落ちてきた将軍
第8章 吉兆
四日が過ぎた。正月、七日。
綾乃は店を閉め、家慶を過去へ戻す術も思い立たないまま、時だけが過ぎていった。
店の事が心配で、夜中に様子を見に行った。別段、荒らされた様子は無かったが、油断は出来ない。
俄か夫婦の暮らしに、少しだけ心を躍らせていた綾乃だったが、水が入った。居候が増えたのだ。紀子と美穂である。店を閉じてしまったから、二人とも、やることが無い。自宅に一人でいるのは嫌だからと、綾乃の家に転がり込んできたのだ。
一人が嫌なのではなかった。日頃から、一人暮らしを謳歌している紀子と美穂である。お目当ては、勿論、徳川家慶。
今のところ、恋人もいない二人にとって、家慶の出現は、二人の好奇心を煽るのに格好の珍事だったのだろう。その証拠に、不安だとか、心配だとか言いながら、旅行バッグを抱え、嬉々としてやってきた。

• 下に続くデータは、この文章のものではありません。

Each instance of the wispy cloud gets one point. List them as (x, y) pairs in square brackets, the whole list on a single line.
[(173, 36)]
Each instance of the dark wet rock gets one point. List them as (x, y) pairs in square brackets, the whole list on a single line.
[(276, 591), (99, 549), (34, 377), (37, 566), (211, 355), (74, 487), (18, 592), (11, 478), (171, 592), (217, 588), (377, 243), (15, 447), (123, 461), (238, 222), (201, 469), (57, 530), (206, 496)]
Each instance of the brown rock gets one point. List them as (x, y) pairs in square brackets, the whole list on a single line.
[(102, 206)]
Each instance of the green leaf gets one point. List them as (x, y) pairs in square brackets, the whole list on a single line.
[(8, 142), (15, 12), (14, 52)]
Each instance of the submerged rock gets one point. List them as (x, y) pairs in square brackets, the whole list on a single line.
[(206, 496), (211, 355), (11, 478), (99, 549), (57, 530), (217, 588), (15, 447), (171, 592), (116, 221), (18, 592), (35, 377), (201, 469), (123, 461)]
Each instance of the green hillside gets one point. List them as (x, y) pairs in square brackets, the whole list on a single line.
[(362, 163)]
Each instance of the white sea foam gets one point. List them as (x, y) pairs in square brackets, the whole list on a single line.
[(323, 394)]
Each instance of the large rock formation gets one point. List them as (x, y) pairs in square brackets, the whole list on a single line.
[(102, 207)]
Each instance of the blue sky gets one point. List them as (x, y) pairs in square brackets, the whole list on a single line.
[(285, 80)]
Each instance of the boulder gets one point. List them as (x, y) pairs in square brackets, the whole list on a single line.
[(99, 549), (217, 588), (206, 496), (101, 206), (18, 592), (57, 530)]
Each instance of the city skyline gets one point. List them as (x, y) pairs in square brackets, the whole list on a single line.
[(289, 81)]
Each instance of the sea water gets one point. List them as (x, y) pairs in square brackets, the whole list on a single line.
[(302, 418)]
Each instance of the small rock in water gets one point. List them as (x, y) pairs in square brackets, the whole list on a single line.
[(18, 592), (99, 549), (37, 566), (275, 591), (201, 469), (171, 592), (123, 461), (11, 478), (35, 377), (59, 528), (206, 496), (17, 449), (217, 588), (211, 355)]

敢えて、渦中へ飛び込むのは、被害を蒙る心配よりも、女としての好奇心の方が、遥かに勝っていたからだろう。女とはそういうものなのだろう。部屋はもう一つあるから差し支えは無いが、女が三人寄り集まってしまった。かしましい事、この上ない。だが、家慶は余程、女所帯を苦にしない性質(たち)のようで、逆に紀子と美穂を質問攻めにして楽しんでいる風でもあった。
そんな姿を垣間見ながら、綾乃は、また癪の虫がムズムズしていた。
暴走族に襲われ、胸のすくような大活躍を見た日が、遠い過去のようで、目の前に居る殿様の暢気振りに、呆れかえっていた。術が見つからないのだから、仕方がないと言えばそうだ。
ひょっとしたら、このまま、この家に居つくのでは・・・・などと妄想を抱いては、自嘲するしかなく、己を笑いながらも、今までの澱んだ心に、風穴が開いた事だけは確かだった。